Large lock granularity (MySQL 5.6 disables it by default).
InnoDB default isolation level is REPEATABLE‑READ; READ‑COMMITTED often yields better concurrency.
SSD Recommendations
Flash storage has been the most impactful performance factor in the past decade. Use multiple SATA SSDs in RAID 5/10 or PCIe SSDs for critical workloads.
Large‑Table Case Study
A table with >6 billion rows (~1.2 TB) was compressed with TokuDB’s LZMA to ~80 GB, enabling online DDL and dramatically reducing recovery time.
Q&A
Q1: Using USE schema; SELECT * FROM table; vs.

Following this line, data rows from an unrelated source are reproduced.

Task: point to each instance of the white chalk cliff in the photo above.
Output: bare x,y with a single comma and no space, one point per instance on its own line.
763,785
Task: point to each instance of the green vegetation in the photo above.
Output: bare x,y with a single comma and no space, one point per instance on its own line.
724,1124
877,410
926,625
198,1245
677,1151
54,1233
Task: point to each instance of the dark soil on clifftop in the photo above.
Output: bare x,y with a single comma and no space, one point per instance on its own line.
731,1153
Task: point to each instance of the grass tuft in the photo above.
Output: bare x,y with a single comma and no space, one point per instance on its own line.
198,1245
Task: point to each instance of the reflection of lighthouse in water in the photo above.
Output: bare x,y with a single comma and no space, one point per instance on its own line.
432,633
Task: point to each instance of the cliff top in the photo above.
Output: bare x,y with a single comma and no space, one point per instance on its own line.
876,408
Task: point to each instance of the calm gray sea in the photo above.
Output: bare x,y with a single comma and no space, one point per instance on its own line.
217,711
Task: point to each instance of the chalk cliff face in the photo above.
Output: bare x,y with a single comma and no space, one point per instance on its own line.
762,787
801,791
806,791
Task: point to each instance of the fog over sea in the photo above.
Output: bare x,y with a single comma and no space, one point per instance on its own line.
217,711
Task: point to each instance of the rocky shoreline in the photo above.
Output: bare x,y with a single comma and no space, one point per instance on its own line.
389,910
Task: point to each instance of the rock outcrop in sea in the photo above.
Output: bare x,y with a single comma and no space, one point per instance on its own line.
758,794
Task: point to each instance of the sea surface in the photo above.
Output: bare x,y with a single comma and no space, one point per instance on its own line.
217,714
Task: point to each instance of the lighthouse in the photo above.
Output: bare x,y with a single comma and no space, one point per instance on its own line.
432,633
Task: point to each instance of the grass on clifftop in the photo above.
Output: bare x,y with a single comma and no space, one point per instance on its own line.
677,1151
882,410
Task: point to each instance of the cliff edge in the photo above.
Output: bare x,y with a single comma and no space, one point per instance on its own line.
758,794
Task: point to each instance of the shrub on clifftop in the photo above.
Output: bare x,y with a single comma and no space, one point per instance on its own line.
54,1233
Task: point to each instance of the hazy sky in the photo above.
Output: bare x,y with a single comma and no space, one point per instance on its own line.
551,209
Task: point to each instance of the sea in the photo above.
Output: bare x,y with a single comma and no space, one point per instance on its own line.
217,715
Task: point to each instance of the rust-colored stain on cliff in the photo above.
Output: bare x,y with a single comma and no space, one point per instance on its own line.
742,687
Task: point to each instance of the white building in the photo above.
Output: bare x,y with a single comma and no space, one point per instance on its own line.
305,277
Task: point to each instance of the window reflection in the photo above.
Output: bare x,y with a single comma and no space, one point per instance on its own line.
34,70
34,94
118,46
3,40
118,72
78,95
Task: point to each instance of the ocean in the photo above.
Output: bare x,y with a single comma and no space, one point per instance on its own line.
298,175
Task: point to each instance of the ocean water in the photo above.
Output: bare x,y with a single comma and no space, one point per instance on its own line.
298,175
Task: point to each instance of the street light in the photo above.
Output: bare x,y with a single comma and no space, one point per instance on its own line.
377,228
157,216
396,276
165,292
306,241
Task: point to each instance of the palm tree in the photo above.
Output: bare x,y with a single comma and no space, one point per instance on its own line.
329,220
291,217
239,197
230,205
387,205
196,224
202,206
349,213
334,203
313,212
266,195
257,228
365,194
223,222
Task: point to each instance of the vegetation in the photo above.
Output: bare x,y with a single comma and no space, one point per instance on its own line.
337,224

SELECT * FROM schema.table; has little performance impact, but the former can break replication filters that rely on replicate-wild-ignore-table .
Q2: For SSDs, RAID 5/50/10 is recommended; configure the scheduler for optimal performance.
Q3: Enforce standards through regular developer training and automated schema‑review tools.
Q4: Increase InnoDB hit rate by ensuring sufficient buffer pool size, focusing on hotspot data, and avoiding full‑table scans.
Q5: For CAS operations, read‑write from the master to avoid stale data caused by replication lag.
Q6: National standards are rarely practical for day‑to‑day engineering.
Q7: Typical clusters use one master with multiple slaves; each sub‑cluster serves a specific business domain.
Q8: Track column changes by parsing row‑based binlogs.
Q9: Horizontal sharding can be achieved with middleware such as 360 Atlas.
Q10: Low traffic may not trigger noticeable load balancing.
Q11: ROW binlog format is preferred for reliability; MIXED can hide inconsistencies.
Q12: Implement read/write splitting in application code; if using a proxy, choose a well‑maintained open‑source solution.
Q13: Thread pools benefit short‑lived connections; configure based on workload.
Q14: Recover accidental deletions by restoring from the nearest backup and replaying binlogs up to the desired point.
Q15: Physical hot backup with xtrabackup is recommended; logical backups are useful for single‑table restores.
This article is compiled from Yang Shang‑gang’s experience shared in the QCON High‑Availability Architecture group.